Koreri.com, Ambon – Wali Kota Ambon Bodewin Wattimena menegaskan bahwa Persatuan Guru Republik Indonesia (PGRI) harus mampu menjadi mitra strategis Pemerintah setempat dalam memperjuangkan kepentingan guru sekaligus mendorong peningkatan mutu pendidikan.
Pernyataan tersebut disampaikannya saat menghadiri pelantikan dan pengukuhan pengurus PGRI Kota Ambon serta pembukaan Konferensi Kerja I PGRI Kota Ambon Masa Bhakti XXIII Tahun 2025–2030, yang berlangsung di Hotel Kamarin Ambon, Kamis (20/8/2026).
Konferensi Kerja I tersebut menjadi momentum penting bagi PGRI Kota Ambon untuk melakukan konsolidasi organisasi sekaligus merumuskan program kerja yang mampu menjawab berbagai tantangan dunia pendidikan.
Dalam sambutannya, Wali Kota mengatakan keberadaan organisasi profesi seperti PGRI memiliki posisi penting dalam pembangunan daerah.
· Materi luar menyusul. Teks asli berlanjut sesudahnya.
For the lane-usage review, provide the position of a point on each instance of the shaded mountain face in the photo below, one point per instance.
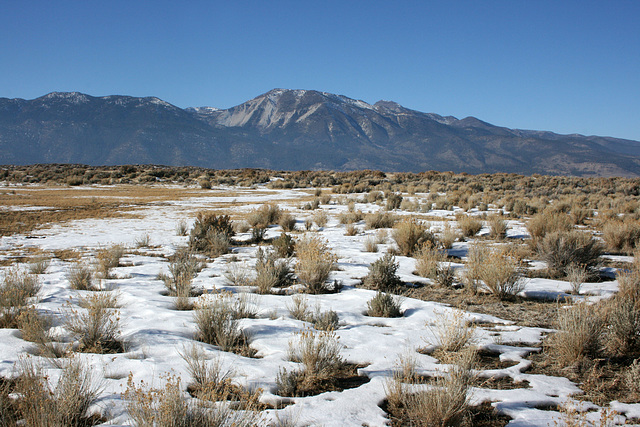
(292, 130)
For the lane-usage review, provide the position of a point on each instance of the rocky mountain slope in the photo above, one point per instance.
(292, 129)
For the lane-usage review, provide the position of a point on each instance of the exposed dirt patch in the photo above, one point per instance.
(526, 312)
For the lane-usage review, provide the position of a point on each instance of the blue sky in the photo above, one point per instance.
(564, 66)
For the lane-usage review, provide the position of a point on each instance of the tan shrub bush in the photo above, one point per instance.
(579, 334)
(561, 249)
(410, 234)
(315, 262)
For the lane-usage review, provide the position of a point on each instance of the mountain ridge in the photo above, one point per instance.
(292, 130)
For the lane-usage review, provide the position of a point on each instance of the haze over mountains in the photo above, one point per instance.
(292, 130)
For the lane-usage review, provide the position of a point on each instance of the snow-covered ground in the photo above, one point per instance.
(156, 334)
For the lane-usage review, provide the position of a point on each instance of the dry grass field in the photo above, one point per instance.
(181, 296)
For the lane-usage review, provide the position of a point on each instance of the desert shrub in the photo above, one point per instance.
(621, 236)
(184, 266)
(65, 404)
(265, 215)
(16, 289)
(211, 233)
(370, 244)
(576, 275)
(169, 407)
(319, 354)
(325, 320)
(409, 234)
(287, 221)
(393, 201)
(497, 227)
(380, 219)
(428, 261)
(622, 335)
(452, 331)
(39, 265)
(350, 230)
(315, 261)
(476, 256)
(382, 274)
(97, 327)
(384, 305)
(560, 249)
(299, 308)
(350, 217)
(80, 277)
(217, 324)
(546, 222)
(578, 335)
(271, 272)
(108, 259)
(284, 245)
(448, 236)
(469, 225)
(632, 377)
(629, 285)
(500, 275)
(238, 275)
(182, 228)
(445, 404)
(320, 218)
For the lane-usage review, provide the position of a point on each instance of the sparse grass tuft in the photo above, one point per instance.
(315, 262)
(108, 259)
(217, 323)
(561, 249)
(80, 277)
(382, 274)
(578, 335)
(271, 272)
(97, 327)
(211, 234)
(410, 234)
(16, 289)
(384, 305)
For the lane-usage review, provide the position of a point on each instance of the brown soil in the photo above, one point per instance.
(525, 312)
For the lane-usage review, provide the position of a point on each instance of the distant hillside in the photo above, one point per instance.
(292, 130)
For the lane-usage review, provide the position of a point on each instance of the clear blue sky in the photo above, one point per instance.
(564, 66)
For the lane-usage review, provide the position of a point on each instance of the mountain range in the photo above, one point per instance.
(292, 130)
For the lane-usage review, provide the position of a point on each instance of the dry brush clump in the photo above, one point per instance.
(271, 272)
(315, 262)
(621, 235)
(469, 225)
(410, 234)
(184, 266)
(40, 401)
(211, 233)
(500, 274)
(217, 323)
(445, 403)
(107, 260)
(319, 355)
(382, 274)
(171, 406)
(562, 249)
(384, 305)
(96, 325)
(17, 290)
Menurutnya, setiap organisasi memiliki fungsi dan kepentingan masing-masing, namun tetap harus membangun kemitraan dengan pemerintah.
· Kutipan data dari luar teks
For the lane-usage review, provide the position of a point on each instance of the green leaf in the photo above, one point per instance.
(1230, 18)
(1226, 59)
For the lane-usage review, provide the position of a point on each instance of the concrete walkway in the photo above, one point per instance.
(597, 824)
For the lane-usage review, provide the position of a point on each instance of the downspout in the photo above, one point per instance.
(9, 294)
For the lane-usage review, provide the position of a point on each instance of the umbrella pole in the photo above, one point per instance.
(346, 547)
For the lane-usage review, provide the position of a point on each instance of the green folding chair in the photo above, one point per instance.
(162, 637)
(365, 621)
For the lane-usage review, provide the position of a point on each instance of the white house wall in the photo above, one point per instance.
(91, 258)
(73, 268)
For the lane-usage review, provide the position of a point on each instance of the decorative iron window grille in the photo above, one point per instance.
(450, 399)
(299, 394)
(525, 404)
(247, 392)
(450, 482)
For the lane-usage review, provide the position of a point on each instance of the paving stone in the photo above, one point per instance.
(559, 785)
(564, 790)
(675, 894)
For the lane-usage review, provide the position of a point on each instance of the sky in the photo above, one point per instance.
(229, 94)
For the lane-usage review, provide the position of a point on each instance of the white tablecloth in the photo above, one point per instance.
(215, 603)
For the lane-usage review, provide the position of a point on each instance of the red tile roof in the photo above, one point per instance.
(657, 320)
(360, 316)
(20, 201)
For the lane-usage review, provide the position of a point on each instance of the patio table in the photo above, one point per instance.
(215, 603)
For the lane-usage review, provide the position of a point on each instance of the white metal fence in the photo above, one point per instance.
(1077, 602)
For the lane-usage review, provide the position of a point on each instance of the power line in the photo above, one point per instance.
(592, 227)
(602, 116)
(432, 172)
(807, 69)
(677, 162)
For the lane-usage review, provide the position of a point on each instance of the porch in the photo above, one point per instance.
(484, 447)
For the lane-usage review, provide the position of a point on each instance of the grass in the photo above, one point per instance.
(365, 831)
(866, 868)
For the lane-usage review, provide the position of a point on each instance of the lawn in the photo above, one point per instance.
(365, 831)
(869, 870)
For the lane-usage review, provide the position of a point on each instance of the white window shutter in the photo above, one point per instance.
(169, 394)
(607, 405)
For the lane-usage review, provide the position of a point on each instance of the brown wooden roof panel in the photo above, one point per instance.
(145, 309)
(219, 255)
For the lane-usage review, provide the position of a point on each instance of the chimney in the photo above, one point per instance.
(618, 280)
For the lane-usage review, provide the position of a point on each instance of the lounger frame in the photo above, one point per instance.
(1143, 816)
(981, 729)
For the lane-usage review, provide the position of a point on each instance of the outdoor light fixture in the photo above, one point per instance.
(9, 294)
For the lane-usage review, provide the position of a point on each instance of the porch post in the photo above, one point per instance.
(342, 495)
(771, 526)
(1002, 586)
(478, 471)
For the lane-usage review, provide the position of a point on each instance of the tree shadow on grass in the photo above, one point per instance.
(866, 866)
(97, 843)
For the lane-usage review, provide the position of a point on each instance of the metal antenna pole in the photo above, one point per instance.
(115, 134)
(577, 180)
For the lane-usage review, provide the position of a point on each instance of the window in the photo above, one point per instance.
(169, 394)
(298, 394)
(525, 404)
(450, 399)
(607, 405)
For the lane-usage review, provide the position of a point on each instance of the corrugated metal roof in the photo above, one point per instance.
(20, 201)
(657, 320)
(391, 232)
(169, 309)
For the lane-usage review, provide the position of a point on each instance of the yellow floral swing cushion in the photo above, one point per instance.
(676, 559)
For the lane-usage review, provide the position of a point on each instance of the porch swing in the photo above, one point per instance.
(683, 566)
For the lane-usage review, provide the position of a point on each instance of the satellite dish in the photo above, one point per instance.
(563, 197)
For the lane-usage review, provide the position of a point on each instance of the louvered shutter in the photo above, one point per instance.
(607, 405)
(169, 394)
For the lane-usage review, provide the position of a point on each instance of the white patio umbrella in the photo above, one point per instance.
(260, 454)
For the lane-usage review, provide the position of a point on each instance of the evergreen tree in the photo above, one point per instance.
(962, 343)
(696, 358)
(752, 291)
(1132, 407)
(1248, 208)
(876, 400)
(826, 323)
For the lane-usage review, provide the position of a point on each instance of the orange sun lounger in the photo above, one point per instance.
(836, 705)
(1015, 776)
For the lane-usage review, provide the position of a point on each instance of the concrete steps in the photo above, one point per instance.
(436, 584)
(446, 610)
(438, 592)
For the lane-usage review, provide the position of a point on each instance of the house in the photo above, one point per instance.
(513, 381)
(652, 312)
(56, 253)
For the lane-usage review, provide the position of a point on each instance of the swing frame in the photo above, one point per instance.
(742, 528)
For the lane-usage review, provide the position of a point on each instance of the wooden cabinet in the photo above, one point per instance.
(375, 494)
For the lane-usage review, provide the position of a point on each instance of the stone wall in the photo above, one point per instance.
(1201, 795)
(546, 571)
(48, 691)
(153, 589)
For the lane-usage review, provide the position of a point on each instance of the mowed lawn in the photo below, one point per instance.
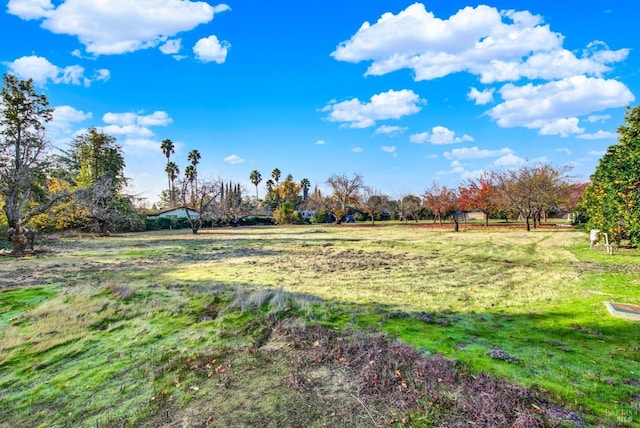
(85, 322)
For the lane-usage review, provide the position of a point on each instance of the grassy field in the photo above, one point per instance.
(161, 328)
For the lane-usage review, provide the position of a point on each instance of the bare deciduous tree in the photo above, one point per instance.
(346, 193)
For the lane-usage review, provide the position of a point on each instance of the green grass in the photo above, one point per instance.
(96, 332)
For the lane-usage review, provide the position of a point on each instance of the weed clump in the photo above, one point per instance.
(499, 354)
(394, 382)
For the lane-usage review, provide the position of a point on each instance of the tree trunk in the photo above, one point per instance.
(19, 241)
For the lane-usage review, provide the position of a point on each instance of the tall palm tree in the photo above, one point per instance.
(168, 149)
(305, 184)
(172, 171)
(194, 158)
(255, 178)
(269, 185)
(276, 175)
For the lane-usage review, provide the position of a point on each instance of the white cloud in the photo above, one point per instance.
(495, 45)
(598, 118)
(102, 75)
(30, 9)
(508, 161)
(210, 49)
(481, 98)
(134, 128)
(141, 147)
(439, 135)
(476, 153)
(171, 46)
(128, 130)
(600, 135)
(553, 107)
(65, 116)
(117, 26)
(389, 149)
(390, 131)
(121, 119)
(386, 105)
(234, 159)
(42, 71)
(157, 118)
(420, 138)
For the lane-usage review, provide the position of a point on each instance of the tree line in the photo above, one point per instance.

“Semua profesi, semua lembaga atau organisasi itu merupakan mitra pemerintah. Masing-masing memperjuangkan hak dan kepentingan organisasinya, sekaligus membutuhkan dukungan dari pemerintah,” ujarnya.
Wali Kota menekankan, berbagai persoalan yang dihadapi guru harus disampaikan dan diperjuangkan melalui komunikasi yang baik antara PGRI dan pemerintah daerah.
Ia berharap PGRI dapat menjadi jembatan komunikasi yang efektif sehingga persoalan yang dialami para guru dapat lebih cepat diketahui dan dicarikan solusi.
“Persoalan-persoalan yang dihadapi guru harus dibicarakan bersama dengan PGRI dan pemerintah daerah. Supaya cepat diselesaikan,” harapnya.
Masih menurut Wali Kota, keberadaan PGRI menjadi sangat penting karena organisasi tersebut memiliki kekuatan untuk menghimpun aspirasi para guru sekaligus memperjuangkannya secara kelembagaan.
Karena itu, ia mengingatkan agar PGRI tetap menjaga soliditas organisasi dan membangun komunikasi yang konstruktif dengan pemerintah.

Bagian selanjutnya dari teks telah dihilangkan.